(Last update 2024-03-29)
List of various limit values in TSUBAME4.0. It may be changed due to other factors such as batch jobs getting stuck beyond estimation and tight electricity supply-demand balance. Regardless of the upper limit value, please cooperate in easing congestion when crowded.
Job Execution
Weekdays(*1) | Weekends(*2) | |
---|---|---|
Number of jobs running simultaneously per user | 30 jobs | 100 jobs |
Number of slots running simultaneously per user (number of CPU cores) | 6144 slots | 12288 slots |
Maximum parallelism per job | 64(*3) | 64 |
Maximum execution time per job | 24 hours | 24 hours |
*1 : weekdays : Jobs that start every Sunday between 9:00 and Friday 16:00
*2 : weekends : Jobs that start between Friday 16:00 and Sunday 9:00. However, holidays are not considered to simplify processing.

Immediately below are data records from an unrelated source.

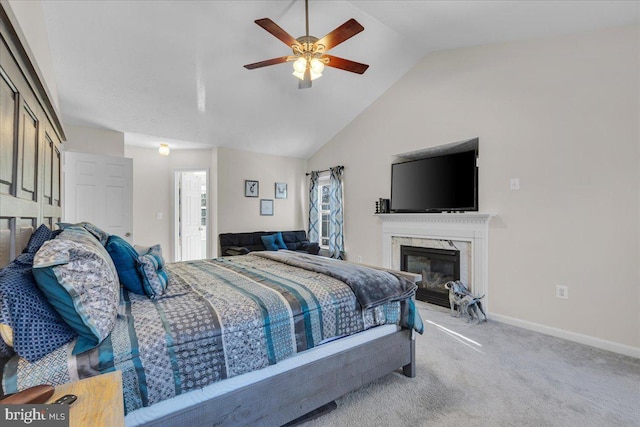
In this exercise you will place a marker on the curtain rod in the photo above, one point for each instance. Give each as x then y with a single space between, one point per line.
324 170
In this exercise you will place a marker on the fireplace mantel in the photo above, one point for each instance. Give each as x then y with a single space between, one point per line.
472 227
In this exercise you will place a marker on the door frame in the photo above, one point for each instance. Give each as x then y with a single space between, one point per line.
177 255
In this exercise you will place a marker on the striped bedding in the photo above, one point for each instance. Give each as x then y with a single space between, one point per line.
219 318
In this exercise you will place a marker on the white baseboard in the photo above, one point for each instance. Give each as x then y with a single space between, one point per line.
627 350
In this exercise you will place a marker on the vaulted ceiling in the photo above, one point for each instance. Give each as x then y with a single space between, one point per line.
172 71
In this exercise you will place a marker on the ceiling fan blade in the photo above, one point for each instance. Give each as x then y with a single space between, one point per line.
340 34
268 62
306 82
345 64
277 31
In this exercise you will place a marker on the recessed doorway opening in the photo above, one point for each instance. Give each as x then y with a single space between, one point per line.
191 216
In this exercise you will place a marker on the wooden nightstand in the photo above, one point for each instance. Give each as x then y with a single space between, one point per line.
100 401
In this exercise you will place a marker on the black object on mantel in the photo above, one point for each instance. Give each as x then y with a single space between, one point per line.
382 206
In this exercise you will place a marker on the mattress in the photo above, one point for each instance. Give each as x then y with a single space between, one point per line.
218 319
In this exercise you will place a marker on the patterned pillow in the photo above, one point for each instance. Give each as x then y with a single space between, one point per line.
26 316
41 235
102 236
80 235
154 277
125 258
81 284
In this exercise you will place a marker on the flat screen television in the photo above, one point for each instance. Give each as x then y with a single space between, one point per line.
442 183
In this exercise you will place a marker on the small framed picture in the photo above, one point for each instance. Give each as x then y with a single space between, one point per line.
251 188
266 207
281 190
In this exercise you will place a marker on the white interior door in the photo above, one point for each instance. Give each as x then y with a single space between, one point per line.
99 189
190 216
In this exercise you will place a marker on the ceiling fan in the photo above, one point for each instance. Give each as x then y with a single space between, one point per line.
309 53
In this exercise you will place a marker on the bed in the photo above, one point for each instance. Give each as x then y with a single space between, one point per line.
261 338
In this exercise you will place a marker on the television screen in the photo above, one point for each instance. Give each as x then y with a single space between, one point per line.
444 183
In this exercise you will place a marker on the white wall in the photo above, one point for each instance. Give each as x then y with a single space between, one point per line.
153 190
237 213
562 115
101 142
30 16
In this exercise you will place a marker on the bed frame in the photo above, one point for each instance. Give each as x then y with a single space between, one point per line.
289 395
30 169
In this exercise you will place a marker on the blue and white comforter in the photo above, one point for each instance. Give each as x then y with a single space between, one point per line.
219 318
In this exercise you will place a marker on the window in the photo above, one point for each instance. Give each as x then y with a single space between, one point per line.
323 211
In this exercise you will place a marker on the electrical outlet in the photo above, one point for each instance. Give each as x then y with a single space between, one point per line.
514 184
562 292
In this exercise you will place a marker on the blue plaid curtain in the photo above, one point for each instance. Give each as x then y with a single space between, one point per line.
314 235
336 235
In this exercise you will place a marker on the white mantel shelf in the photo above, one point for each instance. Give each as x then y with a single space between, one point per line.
472 227
459 217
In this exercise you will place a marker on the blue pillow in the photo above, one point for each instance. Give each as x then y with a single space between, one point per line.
269 242
81 284
102 236
41 235
125 258
36 327
154 277
280 241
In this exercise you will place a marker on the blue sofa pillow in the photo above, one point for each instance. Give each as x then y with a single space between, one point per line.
125 258
35 326
269 242
280 241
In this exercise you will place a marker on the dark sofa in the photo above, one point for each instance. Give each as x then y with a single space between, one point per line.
243 243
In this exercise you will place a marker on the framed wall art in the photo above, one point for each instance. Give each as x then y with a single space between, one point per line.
251 188
266 207
281 190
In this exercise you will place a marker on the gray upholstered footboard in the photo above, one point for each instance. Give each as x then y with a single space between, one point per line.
287 396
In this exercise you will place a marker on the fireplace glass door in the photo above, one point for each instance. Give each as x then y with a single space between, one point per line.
436 266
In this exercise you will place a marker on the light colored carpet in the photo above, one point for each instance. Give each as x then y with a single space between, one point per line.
495 374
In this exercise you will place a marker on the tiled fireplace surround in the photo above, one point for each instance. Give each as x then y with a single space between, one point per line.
467 232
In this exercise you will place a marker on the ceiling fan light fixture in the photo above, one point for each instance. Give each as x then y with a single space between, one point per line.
299 67
314 65
317 66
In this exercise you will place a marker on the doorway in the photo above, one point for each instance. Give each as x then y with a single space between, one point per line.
191 216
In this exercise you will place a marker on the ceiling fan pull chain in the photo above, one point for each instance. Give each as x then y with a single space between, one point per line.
306 12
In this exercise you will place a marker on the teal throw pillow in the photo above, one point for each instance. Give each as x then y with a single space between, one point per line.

*3 : Although 64 parallelism is permitted, note that only 32 node parallelism is permitted in node_f case because of the 6144 slot limit.
Node Reservation
April-September | October-March(busy period) | |
---|---|---|
Number of reservation providing nodes (whole) | 70 nodes(*4) | 20 modes(*4) |
1 Reservation maximum reservation time | 168 hours(7 days) | 96 hours(4 days) |
Total number of reservation frames that one group can simultaneously secure | 3360 node hours(*4) | 960 node hours(*4) |
*4 : Add unused subscription nodes (50 nodes) to reserved nodes. It also adds the total number of reservable nodes accordingly.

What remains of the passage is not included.